My advices may sound a bit radical but I think in the end, they will save you a lot of hassles causes by AV, firewall stuffs. They do more harm than the viruses themselves.

If you are a PC user, I would recommend Windows Defender which are free from Miscrosoft, for a Mac and Linux user, you need none.

As someone who also has been using computers for many years, including several years as IT manager in charge of the IT infrastructure of a large college, can I say that this is one of the biggest loads of ignorant, uninformed BS I've seen since a similar thread on here two or three years ago when somebody claimed protection was unnecessary as long as you were careful which sites you visited. It's late here (4am) and I've had a beer or 2 so I'm not going to go into details at the moment but PLEASE disregard this dangerous advice.
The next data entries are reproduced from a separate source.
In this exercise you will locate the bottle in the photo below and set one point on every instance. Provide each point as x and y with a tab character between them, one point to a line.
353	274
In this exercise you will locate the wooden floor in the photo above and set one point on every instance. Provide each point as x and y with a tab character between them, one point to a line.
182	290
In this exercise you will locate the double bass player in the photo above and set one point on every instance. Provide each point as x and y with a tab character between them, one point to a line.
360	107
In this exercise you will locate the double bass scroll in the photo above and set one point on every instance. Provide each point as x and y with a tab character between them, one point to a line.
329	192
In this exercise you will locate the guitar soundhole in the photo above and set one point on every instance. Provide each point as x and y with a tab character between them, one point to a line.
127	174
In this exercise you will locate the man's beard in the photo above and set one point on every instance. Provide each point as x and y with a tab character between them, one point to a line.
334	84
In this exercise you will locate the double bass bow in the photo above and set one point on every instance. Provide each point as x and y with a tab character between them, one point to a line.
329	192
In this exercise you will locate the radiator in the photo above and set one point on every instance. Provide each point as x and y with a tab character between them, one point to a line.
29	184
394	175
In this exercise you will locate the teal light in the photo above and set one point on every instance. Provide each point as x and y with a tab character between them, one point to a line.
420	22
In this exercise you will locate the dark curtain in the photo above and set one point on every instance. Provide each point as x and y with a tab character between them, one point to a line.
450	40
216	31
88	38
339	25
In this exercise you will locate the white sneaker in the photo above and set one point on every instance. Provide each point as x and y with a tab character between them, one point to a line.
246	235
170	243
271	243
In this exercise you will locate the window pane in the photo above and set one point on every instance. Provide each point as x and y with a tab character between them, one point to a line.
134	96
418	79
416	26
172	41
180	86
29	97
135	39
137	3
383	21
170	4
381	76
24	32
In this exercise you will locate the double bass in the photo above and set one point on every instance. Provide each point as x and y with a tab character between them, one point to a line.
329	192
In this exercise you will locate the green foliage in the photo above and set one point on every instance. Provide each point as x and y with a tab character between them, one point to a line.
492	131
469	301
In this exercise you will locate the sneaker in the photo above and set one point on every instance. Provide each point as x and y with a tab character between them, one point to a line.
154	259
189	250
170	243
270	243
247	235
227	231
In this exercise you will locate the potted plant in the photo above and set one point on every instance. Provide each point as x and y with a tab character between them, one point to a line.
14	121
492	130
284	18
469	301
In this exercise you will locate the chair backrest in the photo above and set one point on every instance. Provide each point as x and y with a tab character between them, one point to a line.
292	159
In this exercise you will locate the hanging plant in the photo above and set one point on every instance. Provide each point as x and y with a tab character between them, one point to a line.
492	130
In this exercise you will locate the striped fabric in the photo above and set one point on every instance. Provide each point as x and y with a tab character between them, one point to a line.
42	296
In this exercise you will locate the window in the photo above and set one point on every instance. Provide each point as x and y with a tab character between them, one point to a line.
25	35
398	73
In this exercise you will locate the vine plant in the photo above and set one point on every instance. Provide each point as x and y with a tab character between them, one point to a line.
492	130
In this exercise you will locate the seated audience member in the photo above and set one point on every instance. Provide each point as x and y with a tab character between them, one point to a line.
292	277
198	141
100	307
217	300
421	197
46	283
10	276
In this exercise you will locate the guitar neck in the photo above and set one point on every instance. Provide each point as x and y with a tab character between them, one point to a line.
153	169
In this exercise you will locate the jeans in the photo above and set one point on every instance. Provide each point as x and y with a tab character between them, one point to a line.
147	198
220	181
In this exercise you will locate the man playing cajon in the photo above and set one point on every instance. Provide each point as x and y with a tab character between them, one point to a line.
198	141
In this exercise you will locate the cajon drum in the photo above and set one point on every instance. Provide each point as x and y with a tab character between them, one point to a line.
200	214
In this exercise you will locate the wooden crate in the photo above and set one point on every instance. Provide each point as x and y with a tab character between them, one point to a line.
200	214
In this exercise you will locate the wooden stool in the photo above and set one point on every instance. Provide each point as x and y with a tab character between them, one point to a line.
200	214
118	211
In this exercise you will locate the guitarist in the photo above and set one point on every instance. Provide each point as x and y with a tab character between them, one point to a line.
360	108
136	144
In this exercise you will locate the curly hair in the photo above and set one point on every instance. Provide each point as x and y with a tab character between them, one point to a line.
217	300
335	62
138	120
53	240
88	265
It's almost like it was written by a hacker.

quote:

Originally posted by TomK:
As someone who also has been using computers for many years, including several years as IT manager in charge of the IT infrastructure of a large college, can I say that this is one of the biggest loads of ignorant, uninformed BS I've seen since a similar thread on here two or three years ago when somebody claimed protection was unnecessary as long as you were careful which sites you visited. It's late here (4am) and I've had a beer or 2 so I'm not going to go into details at the moment but PLEASE disregard this dangerous advice. It's almost like it was written by a hacker.

So what would you recommend? Sounds like the MPs to me, LOL?